文摘Microbial activities are affected by a myriad of factors with end points involved in nutrient cycling and carbon sequestration issues.Because of their prominent role in the global carbon balance and their possible role in carbon sequestration, soil microbes are very important organisms in relation to global climate changes. This review focuses mainly on the responses of soil microbes to climate changes and subsequent effects on soil carbon dynamics.

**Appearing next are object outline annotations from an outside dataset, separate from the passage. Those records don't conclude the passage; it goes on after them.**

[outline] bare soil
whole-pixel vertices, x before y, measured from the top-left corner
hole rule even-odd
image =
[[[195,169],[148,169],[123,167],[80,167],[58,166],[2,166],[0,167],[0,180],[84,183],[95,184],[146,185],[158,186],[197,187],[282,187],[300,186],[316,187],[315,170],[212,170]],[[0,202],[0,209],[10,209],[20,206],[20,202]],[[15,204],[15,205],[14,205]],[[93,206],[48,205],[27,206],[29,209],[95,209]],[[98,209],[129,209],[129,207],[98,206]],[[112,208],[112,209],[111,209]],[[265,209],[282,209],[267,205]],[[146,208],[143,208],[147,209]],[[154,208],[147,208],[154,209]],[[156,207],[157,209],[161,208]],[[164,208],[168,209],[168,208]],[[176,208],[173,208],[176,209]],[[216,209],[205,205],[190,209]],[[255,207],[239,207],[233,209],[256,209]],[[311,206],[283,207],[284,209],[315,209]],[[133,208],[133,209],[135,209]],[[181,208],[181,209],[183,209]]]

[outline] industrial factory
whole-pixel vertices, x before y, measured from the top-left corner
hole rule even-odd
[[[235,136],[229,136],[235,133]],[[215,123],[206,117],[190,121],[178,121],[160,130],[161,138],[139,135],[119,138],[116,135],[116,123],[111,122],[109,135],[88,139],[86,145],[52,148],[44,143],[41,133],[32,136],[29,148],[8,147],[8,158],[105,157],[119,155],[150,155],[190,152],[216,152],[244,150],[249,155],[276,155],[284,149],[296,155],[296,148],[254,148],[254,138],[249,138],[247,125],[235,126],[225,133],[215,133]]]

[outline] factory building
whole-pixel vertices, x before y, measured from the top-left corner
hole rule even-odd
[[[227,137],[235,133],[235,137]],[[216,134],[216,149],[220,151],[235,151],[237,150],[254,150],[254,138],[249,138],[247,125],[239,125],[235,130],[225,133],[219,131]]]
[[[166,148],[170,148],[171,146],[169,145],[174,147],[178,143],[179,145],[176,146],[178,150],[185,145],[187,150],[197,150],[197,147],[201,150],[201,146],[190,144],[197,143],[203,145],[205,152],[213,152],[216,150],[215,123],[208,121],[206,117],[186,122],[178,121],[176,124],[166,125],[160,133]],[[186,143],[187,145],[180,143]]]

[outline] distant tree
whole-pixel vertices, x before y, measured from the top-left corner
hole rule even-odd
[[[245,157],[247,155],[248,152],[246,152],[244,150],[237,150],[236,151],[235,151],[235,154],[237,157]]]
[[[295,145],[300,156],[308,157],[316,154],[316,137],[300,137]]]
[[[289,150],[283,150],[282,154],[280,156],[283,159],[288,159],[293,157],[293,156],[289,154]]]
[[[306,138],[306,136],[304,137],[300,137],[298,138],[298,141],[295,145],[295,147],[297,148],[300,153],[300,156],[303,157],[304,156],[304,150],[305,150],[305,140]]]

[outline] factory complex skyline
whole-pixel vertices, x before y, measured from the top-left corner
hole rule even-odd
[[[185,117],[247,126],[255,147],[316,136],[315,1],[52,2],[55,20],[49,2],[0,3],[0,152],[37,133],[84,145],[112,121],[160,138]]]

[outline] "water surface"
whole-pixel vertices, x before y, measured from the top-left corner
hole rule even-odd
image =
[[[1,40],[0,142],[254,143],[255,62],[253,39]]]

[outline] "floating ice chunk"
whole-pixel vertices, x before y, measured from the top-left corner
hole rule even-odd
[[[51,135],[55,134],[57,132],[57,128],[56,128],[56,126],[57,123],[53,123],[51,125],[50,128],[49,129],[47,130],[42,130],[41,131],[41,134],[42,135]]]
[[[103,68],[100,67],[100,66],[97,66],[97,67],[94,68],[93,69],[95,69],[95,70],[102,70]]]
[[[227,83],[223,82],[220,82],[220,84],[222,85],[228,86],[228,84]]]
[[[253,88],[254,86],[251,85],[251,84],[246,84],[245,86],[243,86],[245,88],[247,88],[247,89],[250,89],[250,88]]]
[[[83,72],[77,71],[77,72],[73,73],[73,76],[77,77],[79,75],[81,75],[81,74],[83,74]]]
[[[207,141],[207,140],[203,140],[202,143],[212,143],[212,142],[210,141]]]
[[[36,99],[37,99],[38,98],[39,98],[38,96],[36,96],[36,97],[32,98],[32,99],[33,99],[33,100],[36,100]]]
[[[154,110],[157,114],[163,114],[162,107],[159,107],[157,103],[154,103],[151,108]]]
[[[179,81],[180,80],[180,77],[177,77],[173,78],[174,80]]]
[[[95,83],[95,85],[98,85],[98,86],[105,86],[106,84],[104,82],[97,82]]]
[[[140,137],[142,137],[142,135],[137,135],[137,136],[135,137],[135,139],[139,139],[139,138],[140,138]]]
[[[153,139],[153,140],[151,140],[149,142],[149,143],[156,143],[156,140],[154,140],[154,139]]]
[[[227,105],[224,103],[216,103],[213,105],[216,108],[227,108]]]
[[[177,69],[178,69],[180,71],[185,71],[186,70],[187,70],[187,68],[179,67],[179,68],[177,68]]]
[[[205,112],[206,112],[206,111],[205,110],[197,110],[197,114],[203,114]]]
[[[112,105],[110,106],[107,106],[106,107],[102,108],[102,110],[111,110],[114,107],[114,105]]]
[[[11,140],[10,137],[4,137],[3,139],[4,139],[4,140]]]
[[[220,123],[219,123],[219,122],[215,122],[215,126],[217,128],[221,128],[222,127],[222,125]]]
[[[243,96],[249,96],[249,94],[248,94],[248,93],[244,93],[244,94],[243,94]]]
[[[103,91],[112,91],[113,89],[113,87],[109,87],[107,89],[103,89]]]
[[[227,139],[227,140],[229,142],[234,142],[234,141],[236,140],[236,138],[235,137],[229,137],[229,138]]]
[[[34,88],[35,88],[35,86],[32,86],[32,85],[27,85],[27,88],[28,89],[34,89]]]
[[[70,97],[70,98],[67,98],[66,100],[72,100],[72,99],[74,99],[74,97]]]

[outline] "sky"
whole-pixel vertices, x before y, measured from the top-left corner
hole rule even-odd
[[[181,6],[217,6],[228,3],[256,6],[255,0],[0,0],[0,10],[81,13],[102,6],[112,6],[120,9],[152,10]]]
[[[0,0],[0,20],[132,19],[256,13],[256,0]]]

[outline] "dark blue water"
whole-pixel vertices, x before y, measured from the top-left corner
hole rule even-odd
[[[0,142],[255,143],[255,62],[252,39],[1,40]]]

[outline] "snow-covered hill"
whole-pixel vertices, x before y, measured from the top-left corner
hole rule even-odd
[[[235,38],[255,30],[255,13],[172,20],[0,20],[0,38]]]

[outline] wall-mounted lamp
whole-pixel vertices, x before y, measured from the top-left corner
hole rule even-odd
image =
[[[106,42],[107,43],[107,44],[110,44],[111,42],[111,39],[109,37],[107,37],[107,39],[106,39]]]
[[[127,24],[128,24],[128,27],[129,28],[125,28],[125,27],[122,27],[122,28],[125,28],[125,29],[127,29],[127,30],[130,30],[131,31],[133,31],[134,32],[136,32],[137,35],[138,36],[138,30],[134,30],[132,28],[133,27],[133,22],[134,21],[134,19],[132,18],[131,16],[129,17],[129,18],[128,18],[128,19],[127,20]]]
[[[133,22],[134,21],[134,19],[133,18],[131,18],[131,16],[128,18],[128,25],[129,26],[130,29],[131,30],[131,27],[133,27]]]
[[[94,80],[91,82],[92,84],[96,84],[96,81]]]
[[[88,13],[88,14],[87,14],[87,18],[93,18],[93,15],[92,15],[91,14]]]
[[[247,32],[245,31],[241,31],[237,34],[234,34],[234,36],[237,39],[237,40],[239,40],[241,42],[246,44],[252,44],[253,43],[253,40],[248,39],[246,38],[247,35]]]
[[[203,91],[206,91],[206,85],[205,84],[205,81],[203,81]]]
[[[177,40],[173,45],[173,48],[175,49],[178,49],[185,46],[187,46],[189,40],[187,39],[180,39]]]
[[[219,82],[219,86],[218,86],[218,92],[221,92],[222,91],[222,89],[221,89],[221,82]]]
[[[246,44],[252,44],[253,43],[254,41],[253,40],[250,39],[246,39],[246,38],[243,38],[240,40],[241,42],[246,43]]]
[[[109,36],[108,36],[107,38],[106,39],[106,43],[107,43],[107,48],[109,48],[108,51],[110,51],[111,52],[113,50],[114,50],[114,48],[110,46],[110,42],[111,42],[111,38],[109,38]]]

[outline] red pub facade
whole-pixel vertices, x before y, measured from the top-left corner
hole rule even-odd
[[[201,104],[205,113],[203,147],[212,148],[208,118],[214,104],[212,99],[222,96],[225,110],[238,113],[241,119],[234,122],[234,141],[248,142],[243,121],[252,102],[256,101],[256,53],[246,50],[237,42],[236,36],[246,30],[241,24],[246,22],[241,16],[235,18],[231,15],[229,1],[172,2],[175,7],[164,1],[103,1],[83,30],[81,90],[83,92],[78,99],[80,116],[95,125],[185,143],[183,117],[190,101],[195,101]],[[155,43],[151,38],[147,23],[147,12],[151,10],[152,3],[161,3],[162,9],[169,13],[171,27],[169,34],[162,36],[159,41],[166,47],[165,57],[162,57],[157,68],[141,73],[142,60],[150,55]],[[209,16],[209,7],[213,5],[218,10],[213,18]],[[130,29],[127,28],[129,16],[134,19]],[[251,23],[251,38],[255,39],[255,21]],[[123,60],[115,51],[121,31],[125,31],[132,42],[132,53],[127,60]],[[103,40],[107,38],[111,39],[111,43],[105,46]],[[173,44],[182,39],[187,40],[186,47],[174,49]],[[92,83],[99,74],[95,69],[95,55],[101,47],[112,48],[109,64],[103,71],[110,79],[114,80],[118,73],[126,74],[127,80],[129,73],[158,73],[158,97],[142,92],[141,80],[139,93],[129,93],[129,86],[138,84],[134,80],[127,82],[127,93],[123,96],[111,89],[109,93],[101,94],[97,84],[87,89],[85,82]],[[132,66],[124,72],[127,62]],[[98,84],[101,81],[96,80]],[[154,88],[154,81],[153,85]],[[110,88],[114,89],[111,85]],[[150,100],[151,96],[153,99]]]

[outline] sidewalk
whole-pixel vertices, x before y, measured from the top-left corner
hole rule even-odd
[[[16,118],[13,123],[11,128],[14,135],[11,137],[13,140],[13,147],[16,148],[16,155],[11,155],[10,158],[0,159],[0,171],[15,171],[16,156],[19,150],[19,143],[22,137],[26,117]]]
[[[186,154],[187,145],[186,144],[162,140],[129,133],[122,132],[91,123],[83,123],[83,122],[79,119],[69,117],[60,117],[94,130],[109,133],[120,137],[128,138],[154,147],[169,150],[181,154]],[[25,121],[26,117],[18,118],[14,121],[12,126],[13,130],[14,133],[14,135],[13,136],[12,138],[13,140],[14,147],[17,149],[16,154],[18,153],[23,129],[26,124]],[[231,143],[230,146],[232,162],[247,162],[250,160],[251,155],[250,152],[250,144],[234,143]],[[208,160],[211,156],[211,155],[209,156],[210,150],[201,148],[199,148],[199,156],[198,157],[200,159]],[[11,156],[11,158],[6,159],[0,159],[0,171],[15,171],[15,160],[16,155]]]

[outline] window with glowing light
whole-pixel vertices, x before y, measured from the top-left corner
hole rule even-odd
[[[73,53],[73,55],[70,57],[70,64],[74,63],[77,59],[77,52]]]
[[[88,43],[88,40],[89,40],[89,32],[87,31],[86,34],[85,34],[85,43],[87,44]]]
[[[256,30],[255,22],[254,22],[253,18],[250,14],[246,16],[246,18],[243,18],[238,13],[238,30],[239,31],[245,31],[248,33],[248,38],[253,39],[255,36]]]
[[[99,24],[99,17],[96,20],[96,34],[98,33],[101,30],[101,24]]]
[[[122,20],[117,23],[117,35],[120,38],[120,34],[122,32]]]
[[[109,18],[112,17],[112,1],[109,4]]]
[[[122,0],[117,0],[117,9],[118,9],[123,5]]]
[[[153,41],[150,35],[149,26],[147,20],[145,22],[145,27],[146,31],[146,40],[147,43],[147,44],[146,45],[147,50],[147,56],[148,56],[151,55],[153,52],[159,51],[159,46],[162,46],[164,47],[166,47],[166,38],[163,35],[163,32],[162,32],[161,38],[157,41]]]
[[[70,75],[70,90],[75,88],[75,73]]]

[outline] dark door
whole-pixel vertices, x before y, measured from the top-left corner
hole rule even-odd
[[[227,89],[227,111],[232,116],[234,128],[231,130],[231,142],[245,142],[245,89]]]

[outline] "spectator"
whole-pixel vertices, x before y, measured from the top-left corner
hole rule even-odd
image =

An overview table regarding extracellular enzyme activities(EAA) with all relevant literature data summarizes the effects of different ecosystems under various experimental treatments on EAA. Increasing temperature, altered soil moisture regimes, and elevated carbon dioxide significantly affect directly or indirectly soil microbial activities.High temperature regimes can increase the microbial activities which can provide positive feedback to climate change, whereas lower moisture condition in pedosystem can negate the increase, although the interactive effects still remain unanswered. Shifts in soil microbial community in response to climate change have been determined by gene probing, phospholipid fatty acid analysis(PLFA),terminal restriction length polymorphism(TRFLP), and denaturing gradient gel electrophoresis(DGGE), but in a recent investigations,omic technological interventions have enabled determination of the shift in soil microbe community at a taxa level, which can provide very important inputs for modeling C sequestration process. The intricacy and diversity of the soil microbial population and how it responds to climate change are big challenges, but new molecular and stable isotope probing tools are being developed for linking fluctuations in microbial diversity to ecosystem function.